Brussel (ANTARA News) - Uni Eropa (EU) akan memperpanjang sanksi untuk enam bulan berikutnya bagi warga Ukraina dan Rusia yang dituduh menyokong para pemberontak pro-Moskow, yang berperang untuk mendapatkan kemerdekaan dari Kiev, kata sumber-sumber EU, Rabu.

"Ada perjanjian politik (para pejabat) sepakat untuk memperpanjang sanksi-sanksi selama enam bulan hingga Maret tahun depan," kata seorang sumber kepada AFP setelah berlangsungnya pertemuan para diplomat negara-negara Uni Eropa untuk membahas sanksi.
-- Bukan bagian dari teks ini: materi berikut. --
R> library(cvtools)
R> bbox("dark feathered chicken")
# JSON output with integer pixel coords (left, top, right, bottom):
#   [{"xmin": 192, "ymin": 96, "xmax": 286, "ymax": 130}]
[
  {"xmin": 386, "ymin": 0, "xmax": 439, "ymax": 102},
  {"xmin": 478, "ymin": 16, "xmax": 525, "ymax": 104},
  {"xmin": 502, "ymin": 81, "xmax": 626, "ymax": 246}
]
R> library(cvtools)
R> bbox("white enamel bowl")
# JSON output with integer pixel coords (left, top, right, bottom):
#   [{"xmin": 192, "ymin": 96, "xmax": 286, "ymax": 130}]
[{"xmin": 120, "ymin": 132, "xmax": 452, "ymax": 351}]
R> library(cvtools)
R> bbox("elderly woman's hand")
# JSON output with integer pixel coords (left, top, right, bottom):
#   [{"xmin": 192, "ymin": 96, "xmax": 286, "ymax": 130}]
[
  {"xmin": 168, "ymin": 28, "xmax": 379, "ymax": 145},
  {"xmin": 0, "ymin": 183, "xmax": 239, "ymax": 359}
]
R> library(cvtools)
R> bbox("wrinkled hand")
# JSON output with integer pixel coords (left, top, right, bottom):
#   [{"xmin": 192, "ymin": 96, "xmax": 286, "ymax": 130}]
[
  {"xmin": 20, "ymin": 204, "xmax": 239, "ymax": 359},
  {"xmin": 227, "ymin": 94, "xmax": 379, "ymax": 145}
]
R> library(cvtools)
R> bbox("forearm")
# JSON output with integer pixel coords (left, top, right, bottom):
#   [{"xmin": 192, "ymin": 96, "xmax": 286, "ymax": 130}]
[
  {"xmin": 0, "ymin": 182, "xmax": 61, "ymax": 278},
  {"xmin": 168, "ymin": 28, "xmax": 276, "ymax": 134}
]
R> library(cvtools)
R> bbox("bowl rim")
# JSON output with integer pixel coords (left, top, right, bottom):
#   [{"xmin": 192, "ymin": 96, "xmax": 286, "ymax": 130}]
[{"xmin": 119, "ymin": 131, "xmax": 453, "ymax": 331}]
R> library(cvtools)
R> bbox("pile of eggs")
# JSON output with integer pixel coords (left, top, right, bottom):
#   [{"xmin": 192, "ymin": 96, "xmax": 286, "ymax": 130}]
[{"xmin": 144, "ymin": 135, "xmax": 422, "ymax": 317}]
Sumber-sumber mengatakan negara-negara anggota EU diperkirakan akan secara resmi mengesahkan keputusan itu menjelang berakhirnya sanksi seperti dijadwalkan, yaitu 15 September.

Kelompok beranggotakan 28 negara itu telah menerapkan pembekuan aset serta larangan bepergian terhadap sekitar 150 orang serta hampir 40 entitas atas peranan mereka di Ukraina timur. Langkah itu membuat Moskow bereaksi keras. Rusia menerapkan larangan impor makanan dan barang-barang lainnya dari EU.

Di antara daftar pihak yang mendapat perpanjangan sanksi adalah sosok-sosok penting gerakan separatis di Ukraina timur serta rekanan-rekanan bisnis Presiden Rusia Vladimir Putin.

Putin telah berkali-kali menyatakan bahwa sanksi-sanksi itu tidak efektif dan kontraproduktif dengan upaya perdamaian namun sanksi secara jelas memberikan dampak terhadap perekonomian Rusia yang memang sudah lambat.

Selain sanksi-sanksi individual, Uni Eropa sudah menghantam Rusia dengan sanksi ekonomi yang lebih merusak sektor pertahanan, keuangan dan energi negara itu.

Pada Juni, para menteri luar negeri EU sepakat untuk memperpanjang sanksi sektor ekonomi tersebut hingga Januari 2016. Sementara itu, sanksi-sanksi terpisah terhadap mereka yang bertanggung jawab mendukung pencaplokan Rusia atas Krimea pada 2014 diperpanjang hingga Juni tahun depan.

EU bersikeras bahwa pihaknya tidak akan menghentikan sanksi sampai Rusia menerapkan secara penuh kesepakatan gencatan senjata, yang ditandatanganinya hingga Februari tahun ini dengan Kiev.

Pemberontak dan pasukan pemerintah telah berulang kali menuding lawan-lawan mereka melanggar persetujuan itu sementara laporan para pemantau internasional mengungkapkan adanya pelanggaran setiap hari dan bahwa jumlah korban tewas melambung menjadi 7.000 orang.